A chronic theme of the Northern Ireland troubles has been the desperate shortage of gifted leaders — With one or two honorable exceptions, the order of the day for all sides, especially the government, has been mediocrity, limited vision and playing to a sectional home crowd.
Real leadership has been emergent — who could have guessed, even comparatively recently, that Ian Paisley would be first minster, and Gerry Adams his deputy?

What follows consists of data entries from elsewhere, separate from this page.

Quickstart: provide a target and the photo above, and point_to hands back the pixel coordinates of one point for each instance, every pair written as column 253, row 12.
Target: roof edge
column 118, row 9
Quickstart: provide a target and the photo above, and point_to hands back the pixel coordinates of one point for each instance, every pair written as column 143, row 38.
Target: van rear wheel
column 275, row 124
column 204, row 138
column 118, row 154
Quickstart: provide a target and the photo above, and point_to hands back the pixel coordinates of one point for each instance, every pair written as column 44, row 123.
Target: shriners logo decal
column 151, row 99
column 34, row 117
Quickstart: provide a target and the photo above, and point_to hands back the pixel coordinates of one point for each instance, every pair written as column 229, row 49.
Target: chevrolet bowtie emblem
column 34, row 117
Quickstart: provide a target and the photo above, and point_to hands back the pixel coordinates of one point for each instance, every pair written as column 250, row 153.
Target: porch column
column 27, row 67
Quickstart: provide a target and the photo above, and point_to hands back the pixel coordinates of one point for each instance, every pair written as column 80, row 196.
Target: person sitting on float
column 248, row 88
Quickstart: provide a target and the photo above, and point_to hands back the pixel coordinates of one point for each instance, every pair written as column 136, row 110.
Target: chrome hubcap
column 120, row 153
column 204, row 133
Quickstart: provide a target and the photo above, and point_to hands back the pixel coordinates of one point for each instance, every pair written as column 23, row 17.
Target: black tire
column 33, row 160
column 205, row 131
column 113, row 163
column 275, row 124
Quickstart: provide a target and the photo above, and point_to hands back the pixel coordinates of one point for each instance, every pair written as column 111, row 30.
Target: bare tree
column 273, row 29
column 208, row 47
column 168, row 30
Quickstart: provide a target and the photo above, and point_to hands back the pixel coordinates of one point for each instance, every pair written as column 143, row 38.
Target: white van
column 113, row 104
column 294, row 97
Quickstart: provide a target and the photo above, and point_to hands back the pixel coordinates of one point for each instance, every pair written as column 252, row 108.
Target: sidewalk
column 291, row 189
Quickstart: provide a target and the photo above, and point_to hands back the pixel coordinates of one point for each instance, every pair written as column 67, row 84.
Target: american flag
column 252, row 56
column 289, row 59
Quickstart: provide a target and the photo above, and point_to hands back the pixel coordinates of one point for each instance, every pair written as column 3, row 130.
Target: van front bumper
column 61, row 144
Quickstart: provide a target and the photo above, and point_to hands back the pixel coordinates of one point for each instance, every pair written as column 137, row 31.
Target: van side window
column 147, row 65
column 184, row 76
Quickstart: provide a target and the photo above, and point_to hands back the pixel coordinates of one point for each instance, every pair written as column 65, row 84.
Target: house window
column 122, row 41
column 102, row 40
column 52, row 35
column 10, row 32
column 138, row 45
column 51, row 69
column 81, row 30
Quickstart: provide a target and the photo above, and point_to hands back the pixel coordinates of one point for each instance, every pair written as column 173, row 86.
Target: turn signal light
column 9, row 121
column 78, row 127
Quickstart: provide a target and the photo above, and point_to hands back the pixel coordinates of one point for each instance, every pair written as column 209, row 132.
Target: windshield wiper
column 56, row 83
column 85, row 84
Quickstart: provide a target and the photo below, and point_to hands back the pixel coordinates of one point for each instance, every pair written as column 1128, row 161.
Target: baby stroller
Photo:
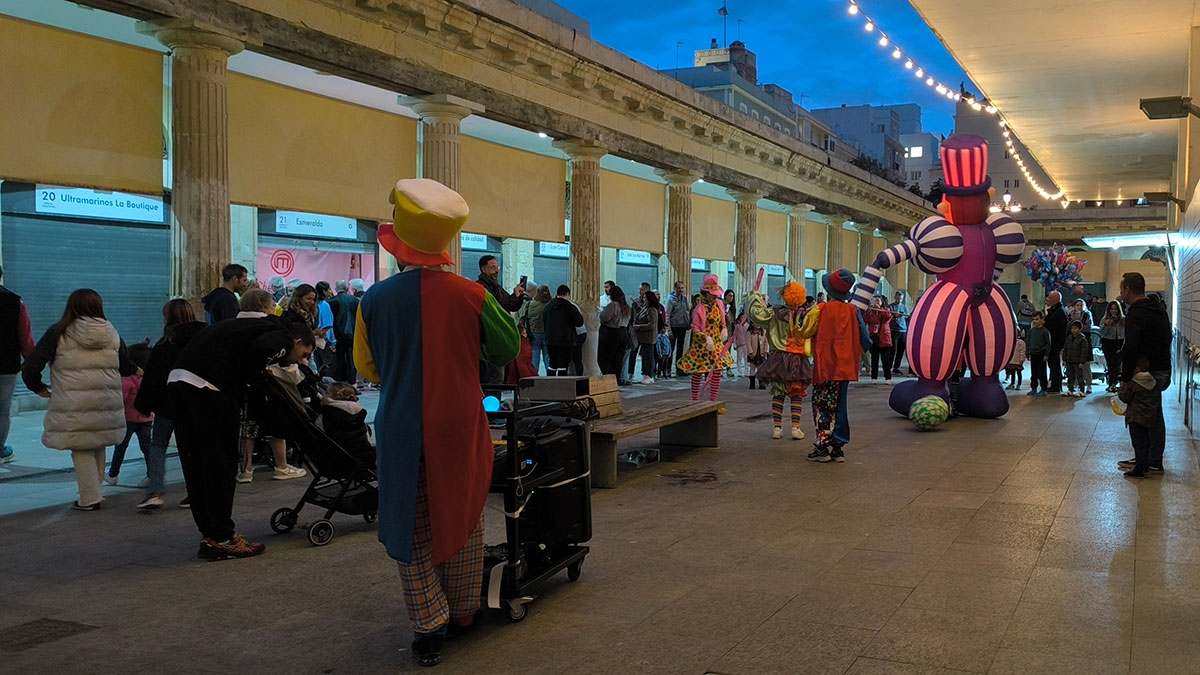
column 341, row 483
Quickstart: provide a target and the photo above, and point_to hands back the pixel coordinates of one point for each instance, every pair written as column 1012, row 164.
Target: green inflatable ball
column 929, row 413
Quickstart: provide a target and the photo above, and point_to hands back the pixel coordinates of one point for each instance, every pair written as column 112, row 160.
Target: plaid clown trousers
column 435, row 593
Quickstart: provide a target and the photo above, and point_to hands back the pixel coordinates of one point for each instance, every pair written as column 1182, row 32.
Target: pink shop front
column 312, row 248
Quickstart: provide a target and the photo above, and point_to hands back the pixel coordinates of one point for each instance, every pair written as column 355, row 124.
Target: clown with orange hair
column 787, row 369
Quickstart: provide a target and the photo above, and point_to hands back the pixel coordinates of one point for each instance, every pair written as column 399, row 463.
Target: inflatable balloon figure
column 1056, row 268
column 965, row 315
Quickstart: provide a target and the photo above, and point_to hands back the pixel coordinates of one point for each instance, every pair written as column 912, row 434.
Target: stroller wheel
column 321, row 532
column 283, row 520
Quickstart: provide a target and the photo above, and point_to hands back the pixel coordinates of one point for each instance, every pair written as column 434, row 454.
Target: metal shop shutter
column 129, row 266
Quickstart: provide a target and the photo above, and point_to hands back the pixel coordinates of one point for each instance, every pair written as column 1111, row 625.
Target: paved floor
column 997, row 547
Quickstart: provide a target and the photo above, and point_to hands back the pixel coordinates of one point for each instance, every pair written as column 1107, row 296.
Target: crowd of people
column 192, row 383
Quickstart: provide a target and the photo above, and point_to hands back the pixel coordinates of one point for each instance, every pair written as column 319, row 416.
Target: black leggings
column 881, row 354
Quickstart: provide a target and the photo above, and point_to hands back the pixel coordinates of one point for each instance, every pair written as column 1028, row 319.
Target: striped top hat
column 965, row 166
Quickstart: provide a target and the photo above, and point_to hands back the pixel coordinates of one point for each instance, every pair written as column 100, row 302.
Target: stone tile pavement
column 1003, row 547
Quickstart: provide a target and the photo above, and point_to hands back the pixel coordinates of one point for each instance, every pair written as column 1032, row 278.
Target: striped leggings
column 714, row 384
column 777, row 410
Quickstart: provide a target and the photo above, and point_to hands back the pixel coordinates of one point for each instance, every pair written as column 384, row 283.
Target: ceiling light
column 1168, row 107
column 1122, row 240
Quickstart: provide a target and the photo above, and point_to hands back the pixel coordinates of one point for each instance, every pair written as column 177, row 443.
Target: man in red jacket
column 839, row 345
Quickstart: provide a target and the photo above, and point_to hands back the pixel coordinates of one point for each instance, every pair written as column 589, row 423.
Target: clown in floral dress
column 708, row 352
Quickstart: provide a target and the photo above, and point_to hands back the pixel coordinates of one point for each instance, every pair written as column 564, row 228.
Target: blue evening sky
column 810, row 47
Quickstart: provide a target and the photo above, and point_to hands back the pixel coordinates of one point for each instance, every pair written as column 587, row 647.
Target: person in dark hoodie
column 345, row 420
column 207, row 387
column 222, row 303
column 561, row 318
column 179, row 327
column 16, row 344
column 1147, row 334
column 1056, row 323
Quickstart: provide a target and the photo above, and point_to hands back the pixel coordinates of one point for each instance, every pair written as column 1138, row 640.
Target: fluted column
column 833, row 242
column 1111, row 275
column 745, row 243
column 199, row 195
column 441, row 143
column 585, row 261
column 797, row 225
column 679, row 225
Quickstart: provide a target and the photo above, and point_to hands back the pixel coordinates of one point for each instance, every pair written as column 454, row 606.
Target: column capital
column 439, row 106
column 581, row 149
column 749, row 197
column 678, row 178
column 190, row 33
column 799, row 210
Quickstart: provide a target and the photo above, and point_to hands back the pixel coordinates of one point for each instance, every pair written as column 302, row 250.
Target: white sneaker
column 288, row 473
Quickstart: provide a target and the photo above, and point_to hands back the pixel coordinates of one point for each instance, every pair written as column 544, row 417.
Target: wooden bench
column 682, row 424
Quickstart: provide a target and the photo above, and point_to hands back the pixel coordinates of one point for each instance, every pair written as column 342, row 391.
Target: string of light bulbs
column 910, row 65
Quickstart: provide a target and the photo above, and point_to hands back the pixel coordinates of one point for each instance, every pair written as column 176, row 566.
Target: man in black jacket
column 561, row 318
column 207, row 388
column 1056, row 323
column 1147, row 334
column 221, row 304
column 16, row 342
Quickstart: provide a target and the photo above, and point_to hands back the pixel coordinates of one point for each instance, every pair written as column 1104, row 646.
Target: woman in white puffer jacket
column 87, row 412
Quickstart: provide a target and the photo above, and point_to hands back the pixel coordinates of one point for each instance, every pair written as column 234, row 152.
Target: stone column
column 797, row 225
column 679, row 226
column 201, row 236
column 833, row 242
column 745, row 244
column 1111, row 274
column 585, row 262
column 441, row 143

Yet they have been the people who cared enough and had the stickability to come out ahead... perhaps.
Here are 5 colleagues' or historians' assessments of NI political leaders since 1943:
- "A very limited and extremely wooden man... far out of his depth."
- "With a small coterie of advisers, his administration sometimes resembled a medieval court, and the roots of his personal power are perilously shallow."

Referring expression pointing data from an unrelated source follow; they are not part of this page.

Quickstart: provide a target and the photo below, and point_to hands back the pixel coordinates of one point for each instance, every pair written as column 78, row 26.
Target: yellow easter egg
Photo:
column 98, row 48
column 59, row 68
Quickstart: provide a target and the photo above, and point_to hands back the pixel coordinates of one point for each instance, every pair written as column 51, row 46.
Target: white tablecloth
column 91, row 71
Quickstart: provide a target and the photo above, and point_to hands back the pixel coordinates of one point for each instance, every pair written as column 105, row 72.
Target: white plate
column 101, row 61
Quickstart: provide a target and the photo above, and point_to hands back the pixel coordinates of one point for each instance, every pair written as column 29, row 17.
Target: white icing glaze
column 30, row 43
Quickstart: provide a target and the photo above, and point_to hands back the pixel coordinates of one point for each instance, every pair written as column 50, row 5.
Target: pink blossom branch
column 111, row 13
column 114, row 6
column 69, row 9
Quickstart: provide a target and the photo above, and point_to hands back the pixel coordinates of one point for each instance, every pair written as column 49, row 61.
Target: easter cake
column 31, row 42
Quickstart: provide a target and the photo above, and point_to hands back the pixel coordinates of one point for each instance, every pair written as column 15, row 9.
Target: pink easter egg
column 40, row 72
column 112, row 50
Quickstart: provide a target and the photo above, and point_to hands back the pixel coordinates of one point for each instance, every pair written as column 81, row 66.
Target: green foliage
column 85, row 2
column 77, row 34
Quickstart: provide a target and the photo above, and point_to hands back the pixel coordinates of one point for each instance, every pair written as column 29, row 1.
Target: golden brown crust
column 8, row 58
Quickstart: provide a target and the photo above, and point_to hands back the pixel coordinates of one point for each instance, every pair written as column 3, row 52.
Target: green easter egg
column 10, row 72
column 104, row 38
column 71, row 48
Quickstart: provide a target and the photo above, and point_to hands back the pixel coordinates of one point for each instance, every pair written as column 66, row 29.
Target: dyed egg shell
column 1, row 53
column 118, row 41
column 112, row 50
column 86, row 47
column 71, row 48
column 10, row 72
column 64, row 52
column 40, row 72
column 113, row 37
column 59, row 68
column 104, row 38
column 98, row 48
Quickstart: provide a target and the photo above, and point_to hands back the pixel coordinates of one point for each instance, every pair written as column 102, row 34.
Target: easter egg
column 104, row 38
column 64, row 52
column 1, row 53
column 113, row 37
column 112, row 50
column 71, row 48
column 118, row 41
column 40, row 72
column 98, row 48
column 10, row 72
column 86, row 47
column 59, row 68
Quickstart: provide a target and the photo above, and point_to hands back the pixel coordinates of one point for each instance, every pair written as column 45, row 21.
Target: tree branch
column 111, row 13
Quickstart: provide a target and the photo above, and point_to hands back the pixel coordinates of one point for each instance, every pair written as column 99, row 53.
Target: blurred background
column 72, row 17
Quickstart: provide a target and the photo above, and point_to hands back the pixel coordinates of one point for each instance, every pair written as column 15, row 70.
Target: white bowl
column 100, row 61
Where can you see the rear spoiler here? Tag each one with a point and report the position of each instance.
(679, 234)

- "A massive intelligence, only partly in gear, which moved sideways towards the problem like a crab, and then scuttled back into its hole without actually coming to grips with it."

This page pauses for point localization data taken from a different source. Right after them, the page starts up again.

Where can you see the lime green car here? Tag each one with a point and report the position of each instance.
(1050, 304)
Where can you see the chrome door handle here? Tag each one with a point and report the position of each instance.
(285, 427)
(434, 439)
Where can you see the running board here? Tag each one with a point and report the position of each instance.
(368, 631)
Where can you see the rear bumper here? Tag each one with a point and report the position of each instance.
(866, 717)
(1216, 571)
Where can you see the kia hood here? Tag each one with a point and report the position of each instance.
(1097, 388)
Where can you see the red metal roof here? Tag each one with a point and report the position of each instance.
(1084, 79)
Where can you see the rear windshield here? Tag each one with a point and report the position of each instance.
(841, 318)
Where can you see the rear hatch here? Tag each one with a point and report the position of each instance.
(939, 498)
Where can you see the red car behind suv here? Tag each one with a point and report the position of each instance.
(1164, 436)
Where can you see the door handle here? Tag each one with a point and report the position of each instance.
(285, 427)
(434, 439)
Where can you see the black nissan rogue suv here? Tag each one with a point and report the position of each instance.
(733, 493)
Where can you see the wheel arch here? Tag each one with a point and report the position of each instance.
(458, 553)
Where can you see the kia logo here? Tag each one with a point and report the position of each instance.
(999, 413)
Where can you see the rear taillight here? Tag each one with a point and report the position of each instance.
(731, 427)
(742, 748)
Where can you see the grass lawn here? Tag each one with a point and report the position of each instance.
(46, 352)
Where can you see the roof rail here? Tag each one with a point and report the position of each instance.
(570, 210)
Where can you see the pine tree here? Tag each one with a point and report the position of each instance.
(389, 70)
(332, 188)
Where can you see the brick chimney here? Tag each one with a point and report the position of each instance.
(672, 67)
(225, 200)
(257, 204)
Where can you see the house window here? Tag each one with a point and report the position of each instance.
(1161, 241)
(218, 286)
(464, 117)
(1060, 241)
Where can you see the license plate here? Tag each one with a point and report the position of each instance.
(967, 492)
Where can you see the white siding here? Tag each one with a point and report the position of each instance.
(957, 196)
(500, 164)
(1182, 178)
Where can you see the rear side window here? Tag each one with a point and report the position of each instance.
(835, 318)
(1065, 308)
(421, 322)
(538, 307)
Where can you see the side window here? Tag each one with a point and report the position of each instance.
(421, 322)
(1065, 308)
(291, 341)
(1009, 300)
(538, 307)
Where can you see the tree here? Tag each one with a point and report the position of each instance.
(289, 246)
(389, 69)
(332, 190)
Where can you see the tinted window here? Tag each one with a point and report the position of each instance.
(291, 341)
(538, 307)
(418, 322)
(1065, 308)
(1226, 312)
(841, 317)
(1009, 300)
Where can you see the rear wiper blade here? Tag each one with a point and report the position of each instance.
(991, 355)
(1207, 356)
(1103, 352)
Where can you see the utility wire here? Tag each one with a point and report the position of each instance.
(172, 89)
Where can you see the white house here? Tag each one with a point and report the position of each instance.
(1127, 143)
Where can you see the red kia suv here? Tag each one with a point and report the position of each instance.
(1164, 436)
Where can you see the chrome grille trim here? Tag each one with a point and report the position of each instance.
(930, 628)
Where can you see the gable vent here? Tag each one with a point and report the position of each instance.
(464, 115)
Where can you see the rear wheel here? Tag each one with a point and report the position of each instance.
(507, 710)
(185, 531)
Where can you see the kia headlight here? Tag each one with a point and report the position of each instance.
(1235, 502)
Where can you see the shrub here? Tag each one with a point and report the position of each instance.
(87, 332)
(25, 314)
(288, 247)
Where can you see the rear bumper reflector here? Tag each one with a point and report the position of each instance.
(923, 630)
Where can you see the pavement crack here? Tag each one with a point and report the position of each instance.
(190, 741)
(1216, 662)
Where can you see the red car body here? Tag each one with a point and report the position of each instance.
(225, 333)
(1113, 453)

- "a good, kind and able minister who became trapped by his office, and was too exhausted to realise he had little more to offer..." "I don't mind him wrestling with his conscience for ages over every issue. What I mind is the result always seems to be a draw."
- "His semidetached style of government, which had allowed him plenty of time for running his estate in Fermanagh, the indulgence of his beloved fishing and shooting, and occasional long winter cruises in sunnier climates, was increasingly seen as dangerously anachronistic. He became the butt of an effective NILP campaign against "part time" or "amateur" government"
- [A] Reginald Maudling, Home Secretary, 1970-2 (minister responsible for Bloody Sunday)
- [B] Basil Brooke, NI PM, 1943-63
- [C] Captain Terence O'Neil, NI PM, 1963-9
- [D] Major James Chichester-Clark, NI PM 1969-71
- [E] Merlyn Rees, NI Secretary of State, 1974-6
Finally, as a bonus, there's a supplementary competition "What was he smoking?" One of these five leaders did have a Greater Vision. He realised how small and isolated the six counties would increasingly become in Ireland, and hatched a characteristically barren scheme to drain Lough Neagh and turn it into a seventh county. But which one?